だからこそよけいに好奇心をそそるのでしょう。今も出身地の新潟には熱心な良寛研究家、良寛ファンが多く、地元には市井の研究家たちの手による膨大な数の研究書や資料が存在します。そうした良寛研究書のすべてを読破したわけでもなく、「全国良寛会」に所属してもいない私が、良寛についてあれこれ語るのは心苦しい限りですが、今回は同じ仏道を志す者としての視点や解釈で、彼の魅力を解説させていただければと思っています。
仏教的な視点で良寛の生きざまを理解しようとした場合、以下のようないくつかの疑問が浮かび上がってきます。まずは「なぜ出家しようとしたのか?」という疑問です。良寛は越後国出雲崎の名主の家の長男として生まれましたが、十八歳のときに家を飛び出して僧の道を自ら選んでいます。何不自由のない生活から何も持たない暮らしへと、彼を向かわせたものはいったい何だったのでしょうか。
また、良寛は生涯にわたって自分の寺というものを持つことなく、故郷に戻ってからも乞食僧として生きる道を選んでいますが、そこには「なぜ乞食に徹した生き方を選択したのか?」という疑問も生じます。
さらに、僧侶は説法や説教という形で、仏の道を言語化して民衆に伝えるのが一般的なのに、良寛はほとんど説教を行うことがなく、その代わりに約五〇〇首の漢詩と約一四〇〇首の和歌を残しています(数え方によって数字は異なる場合もあります)。それを知ると「なぜ表現活動にこだわり続けたのか?」という疑問もわいてきます。
これらの疑問を解いていくためには、二つのキーワードが重要になると私は考えています。まず一つ目は「どん底目線」です。
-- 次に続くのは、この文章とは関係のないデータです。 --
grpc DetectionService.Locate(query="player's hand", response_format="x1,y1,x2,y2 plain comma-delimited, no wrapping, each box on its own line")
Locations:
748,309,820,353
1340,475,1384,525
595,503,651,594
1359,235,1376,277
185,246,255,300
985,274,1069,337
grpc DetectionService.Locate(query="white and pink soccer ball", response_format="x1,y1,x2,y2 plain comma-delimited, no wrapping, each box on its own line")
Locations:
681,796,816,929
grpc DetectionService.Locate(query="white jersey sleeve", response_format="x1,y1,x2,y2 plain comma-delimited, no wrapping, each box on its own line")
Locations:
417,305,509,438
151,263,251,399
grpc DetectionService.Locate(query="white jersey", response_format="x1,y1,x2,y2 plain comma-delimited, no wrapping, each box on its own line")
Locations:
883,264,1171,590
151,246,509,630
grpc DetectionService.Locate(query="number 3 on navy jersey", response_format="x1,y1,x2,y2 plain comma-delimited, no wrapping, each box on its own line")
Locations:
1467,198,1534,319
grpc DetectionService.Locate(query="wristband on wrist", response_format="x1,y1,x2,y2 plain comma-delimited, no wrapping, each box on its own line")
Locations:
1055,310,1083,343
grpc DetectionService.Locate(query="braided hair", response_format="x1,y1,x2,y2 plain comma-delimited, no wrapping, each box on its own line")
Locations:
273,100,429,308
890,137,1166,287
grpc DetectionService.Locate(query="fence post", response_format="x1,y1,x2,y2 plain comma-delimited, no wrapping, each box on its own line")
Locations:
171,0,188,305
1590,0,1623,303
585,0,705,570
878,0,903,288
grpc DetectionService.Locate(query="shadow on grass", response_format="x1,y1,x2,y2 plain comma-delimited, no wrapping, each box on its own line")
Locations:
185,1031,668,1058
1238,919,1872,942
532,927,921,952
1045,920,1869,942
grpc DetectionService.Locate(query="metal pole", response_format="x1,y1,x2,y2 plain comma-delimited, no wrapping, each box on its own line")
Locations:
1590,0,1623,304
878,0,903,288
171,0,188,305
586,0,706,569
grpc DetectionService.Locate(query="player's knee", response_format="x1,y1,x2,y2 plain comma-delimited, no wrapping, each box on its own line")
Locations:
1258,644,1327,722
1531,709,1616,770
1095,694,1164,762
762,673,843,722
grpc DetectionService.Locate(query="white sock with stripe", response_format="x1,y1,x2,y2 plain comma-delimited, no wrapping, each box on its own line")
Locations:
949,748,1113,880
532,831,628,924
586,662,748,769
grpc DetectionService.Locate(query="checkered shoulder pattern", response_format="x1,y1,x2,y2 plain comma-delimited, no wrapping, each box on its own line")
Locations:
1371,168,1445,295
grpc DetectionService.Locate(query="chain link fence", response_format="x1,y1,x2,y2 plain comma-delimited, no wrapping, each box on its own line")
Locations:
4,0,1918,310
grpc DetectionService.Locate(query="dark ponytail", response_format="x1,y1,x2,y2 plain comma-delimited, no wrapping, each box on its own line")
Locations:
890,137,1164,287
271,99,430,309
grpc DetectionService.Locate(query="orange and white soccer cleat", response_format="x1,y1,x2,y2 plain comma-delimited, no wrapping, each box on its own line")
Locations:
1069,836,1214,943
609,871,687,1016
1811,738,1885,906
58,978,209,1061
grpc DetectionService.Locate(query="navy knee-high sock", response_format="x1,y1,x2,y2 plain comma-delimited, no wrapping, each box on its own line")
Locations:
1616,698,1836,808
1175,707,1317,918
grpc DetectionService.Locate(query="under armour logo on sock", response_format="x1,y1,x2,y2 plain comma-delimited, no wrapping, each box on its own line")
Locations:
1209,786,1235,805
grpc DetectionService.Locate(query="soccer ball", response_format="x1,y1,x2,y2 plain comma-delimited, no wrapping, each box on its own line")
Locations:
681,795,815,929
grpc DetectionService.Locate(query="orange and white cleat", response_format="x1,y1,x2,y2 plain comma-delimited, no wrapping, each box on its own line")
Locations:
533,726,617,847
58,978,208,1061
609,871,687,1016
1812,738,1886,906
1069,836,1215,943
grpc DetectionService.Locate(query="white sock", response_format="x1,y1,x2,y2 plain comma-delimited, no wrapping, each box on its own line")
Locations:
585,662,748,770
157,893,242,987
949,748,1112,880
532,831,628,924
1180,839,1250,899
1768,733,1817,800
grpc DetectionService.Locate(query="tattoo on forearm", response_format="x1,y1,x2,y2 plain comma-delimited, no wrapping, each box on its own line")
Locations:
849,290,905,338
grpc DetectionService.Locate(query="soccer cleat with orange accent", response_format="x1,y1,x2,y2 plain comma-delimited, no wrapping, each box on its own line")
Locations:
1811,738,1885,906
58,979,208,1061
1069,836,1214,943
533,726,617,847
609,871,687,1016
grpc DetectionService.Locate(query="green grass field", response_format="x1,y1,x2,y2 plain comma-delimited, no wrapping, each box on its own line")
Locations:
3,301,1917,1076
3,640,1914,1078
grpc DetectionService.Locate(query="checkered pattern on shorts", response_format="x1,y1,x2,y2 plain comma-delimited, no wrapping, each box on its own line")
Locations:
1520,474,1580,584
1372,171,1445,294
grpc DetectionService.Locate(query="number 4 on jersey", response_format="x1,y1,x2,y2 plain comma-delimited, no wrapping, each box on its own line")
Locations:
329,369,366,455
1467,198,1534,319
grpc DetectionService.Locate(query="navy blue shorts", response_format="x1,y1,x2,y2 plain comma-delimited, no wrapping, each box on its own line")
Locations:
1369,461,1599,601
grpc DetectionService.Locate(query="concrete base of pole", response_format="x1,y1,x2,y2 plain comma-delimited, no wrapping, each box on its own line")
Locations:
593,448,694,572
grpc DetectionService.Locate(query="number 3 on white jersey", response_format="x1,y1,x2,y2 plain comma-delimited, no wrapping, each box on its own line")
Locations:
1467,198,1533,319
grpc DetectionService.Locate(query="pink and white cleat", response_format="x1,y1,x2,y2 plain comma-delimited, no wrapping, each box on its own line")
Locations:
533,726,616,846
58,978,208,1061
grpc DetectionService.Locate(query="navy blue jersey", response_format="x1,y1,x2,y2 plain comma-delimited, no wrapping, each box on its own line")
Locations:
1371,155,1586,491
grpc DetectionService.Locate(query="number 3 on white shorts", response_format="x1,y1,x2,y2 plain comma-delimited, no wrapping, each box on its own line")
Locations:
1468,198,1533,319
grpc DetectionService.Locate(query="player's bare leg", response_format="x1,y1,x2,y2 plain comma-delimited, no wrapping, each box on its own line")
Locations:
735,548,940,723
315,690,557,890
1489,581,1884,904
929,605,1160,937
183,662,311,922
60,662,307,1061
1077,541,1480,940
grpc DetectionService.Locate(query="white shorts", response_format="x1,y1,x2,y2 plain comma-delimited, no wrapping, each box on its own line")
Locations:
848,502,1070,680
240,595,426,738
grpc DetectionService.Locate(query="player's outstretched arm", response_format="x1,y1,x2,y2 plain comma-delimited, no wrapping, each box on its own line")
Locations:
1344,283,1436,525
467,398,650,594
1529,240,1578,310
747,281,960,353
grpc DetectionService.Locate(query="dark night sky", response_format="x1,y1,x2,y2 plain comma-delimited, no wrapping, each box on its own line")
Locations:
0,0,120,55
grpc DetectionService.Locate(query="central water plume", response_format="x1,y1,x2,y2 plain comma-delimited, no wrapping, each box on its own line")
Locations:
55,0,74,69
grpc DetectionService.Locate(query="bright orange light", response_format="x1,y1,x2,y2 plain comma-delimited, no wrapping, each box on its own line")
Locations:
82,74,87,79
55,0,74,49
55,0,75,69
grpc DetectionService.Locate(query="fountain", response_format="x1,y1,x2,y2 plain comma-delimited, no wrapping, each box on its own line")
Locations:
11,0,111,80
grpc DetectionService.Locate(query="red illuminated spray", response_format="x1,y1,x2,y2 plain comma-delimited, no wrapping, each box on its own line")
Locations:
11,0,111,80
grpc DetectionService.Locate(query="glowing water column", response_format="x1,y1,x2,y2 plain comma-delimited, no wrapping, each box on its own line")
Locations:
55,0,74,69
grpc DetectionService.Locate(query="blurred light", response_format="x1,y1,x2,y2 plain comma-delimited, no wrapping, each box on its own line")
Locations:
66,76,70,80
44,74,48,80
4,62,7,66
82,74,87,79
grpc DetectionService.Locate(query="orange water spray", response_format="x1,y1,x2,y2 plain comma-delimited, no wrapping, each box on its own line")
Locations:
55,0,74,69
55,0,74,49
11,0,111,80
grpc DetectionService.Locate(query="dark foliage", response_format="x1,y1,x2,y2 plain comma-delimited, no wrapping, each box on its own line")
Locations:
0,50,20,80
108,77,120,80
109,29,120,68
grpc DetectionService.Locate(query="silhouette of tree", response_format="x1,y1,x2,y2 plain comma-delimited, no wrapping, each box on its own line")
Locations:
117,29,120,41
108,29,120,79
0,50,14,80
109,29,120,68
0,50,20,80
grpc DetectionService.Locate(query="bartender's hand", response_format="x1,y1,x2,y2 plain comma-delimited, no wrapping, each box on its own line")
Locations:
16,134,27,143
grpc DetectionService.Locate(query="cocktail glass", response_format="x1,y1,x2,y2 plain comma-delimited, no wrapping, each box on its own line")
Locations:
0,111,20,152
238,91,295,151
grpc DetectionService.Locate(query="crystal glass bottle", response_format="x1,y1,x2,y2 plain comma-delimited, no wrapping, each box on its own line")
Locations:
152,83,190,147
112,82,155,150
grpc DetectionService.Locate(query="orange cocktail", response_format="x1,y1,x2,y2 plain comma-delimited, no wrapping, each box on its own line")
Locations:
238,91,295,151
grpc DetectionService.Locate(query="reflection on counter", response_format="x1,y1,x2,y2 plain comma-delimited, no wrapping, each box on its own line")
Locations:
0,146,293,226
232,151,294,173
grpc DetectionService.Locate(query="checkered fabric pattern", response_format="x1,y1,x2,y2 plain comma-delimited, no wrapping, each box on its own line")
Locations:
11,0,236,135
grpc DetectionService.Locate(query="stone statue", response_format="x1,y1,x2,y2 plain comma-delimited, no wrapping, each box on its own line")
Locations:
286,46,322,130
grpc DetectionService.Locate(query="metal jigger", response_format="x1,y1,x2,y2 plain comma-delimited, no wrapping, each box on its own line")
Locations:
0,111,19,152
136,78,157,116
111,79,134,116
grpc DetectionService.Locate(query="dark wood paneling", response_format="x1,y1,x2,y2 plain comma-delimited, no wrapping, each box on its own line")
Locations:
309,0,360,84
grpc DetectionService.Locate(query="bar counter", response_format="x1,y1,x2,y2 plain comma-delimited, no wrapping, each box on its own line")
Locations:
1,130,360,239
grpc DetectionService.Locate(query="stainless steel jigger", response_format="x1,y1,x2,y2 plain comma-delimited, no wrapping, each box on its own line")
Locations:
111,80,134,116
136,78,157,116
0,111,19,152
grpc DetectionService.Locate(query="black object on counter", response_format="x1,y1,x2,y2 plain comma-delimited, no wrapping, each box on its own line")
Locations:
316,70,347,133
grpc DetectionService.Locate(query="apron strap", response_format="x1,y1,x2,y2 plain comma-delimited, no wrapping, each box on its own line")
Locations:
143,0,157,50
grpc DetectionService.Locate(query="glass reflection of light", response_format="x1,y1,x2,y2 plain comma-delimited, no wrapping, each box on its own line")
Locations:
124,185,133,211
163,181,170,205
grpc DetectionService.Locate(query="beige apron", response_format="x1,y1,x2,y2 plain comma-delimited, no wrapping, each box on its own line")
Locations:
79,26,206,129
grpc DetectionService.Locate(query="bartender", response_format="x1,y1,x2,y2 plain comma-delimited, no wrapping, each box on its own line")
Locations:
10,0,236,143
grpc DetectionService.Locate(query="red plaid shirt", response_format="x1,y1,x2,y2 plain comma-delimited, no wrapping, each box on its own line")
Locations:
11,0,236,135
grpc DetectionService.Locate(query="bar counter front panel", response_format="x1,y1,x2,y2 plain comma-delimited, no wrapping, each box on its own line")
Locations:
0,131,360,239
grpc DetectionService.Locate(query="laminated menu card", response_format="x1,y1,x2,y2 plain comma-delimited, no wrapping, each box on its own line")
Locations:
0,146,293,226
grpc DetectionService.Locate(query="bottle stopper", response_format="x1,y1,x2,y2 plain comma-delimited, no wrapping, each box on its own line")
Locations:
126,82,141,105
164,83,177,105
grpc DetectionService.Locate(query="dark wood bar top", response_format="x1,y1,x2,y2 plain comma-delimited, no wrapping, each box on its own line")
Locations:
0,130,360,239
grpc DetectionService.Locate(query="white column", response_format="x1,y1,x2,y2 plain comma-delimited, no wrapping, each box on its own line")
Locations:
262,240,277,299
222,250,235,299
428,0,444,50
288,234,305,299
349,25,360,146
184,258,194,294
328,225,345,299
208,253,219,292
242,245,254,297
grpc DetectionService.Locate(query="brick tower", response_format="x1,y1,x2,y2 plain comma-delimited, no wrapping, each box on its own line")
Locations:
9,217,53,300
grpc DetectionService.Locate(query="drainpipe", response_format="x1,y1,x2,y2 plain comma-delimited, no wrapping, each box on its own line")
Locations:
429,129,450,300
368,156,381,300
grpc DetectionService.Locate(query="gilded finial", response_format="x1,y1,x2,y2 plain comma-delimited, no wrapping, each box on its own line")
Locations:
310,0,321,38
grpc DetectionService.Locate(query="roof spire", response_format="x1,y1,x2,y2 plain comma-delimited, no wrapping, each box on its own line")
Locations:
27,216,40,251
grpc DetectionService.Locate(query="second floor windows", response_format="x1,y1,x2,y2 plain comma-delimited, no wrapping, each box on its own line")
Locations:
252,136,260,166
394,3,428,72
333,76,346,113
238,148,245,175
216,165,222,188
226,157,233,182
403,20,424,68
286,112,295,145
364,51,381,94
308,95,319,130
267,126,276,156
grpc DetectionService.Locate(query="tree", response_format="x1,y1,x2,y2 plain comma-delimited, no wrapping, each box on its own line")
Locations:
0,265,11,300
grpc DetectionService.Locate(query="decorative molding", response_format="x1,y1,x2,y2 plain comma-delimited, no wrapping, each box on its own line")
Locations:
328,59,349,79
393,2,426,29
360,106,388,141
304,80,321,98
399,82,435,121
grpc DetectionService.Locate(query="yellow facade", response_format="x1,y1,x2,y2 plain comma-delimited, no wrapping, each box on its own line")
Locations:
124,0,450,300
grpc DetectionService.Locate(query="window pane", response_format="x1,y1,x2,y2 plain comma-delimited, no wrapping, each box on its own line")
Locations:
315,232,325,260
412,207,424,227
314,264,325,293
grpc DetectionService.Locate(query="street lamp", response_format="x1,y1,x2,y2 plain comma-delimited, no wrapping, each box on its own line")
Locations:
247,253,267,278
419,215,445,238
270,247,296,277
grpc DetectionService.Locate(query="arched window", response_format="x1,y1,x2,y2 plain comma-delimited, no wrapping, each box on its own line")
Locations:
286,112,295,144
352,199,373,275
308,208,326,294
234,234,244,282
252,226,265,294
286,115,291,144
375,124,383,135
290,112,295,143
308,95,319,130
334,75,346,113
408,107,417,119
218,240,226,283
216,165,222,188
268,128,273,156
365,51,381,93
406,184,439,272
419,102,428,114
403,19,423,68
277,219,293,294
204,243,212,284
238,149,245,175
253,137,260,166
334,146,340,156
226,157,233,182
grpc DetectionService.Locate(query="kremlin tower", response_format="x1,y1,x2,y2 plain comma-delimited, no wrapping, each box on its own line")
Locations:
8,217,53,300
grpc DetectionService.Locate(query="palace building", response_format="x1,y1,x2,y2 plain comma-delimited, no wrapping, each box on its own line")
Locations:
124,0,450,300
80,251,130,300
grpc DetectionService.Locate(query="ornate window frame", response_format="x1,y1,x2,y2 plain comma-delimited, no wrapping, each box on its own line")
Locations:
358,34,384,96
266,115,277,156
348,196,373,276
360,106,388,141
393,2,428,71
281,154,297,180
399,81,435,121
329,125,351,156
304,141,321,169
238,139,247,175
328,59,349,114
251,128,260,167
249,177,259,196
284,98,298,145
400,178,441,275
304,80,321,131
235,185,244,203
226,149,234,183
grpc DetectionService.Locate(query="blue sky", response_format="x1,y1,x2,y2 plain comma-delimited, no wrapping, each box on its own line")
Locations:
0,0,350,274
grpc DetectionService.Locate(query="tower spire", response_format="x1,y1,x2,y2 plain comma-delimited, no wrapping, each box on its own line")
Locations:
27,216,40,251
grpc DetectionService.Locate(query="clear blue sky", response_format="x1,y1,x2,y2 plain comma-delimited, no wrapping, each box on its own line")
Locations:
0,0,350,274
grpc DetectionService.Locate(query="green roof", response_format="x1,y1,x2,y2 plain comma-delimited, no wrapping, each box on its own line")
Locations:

良寛は誰に対しても決して偉ぶることなく、常にどん底の立ち位置から社会や人間を観察し、批判眼と許しの眼を持って他者に接しました。このどん底目線はどこからきたものなのか、それを知ることで良寛の目指した「悟り」とは何なのかが見えてくるはずです。
二つ目のキーワードは「徹底した言語化」です。良寛はどん底目線から見たもの、感じたものを自分の心の中だけに留めておくのではなく、常に漢詩や和歌で言語化しようと試みています。その理由を探ることで、今度は良寛の表現活動の根っこにあるものが見えてくるでしょう。
番組とテキストでは、この二つのキーワードを手がかりに、「誰に対しても優しくて自由気ままに生きた」というような良寛の表層的な部分から一歩踏み込んで、「求道者」としての良寛の精神世界や思想について解説させていただこうと思います。なお、今回の『良寛詩歌集』というタイトルは、良寛の遺した漢詩や和歌の総称として便宜的につけたもので、良寛自身はまとまった著書を一冊も残していないということを申し添えておきます。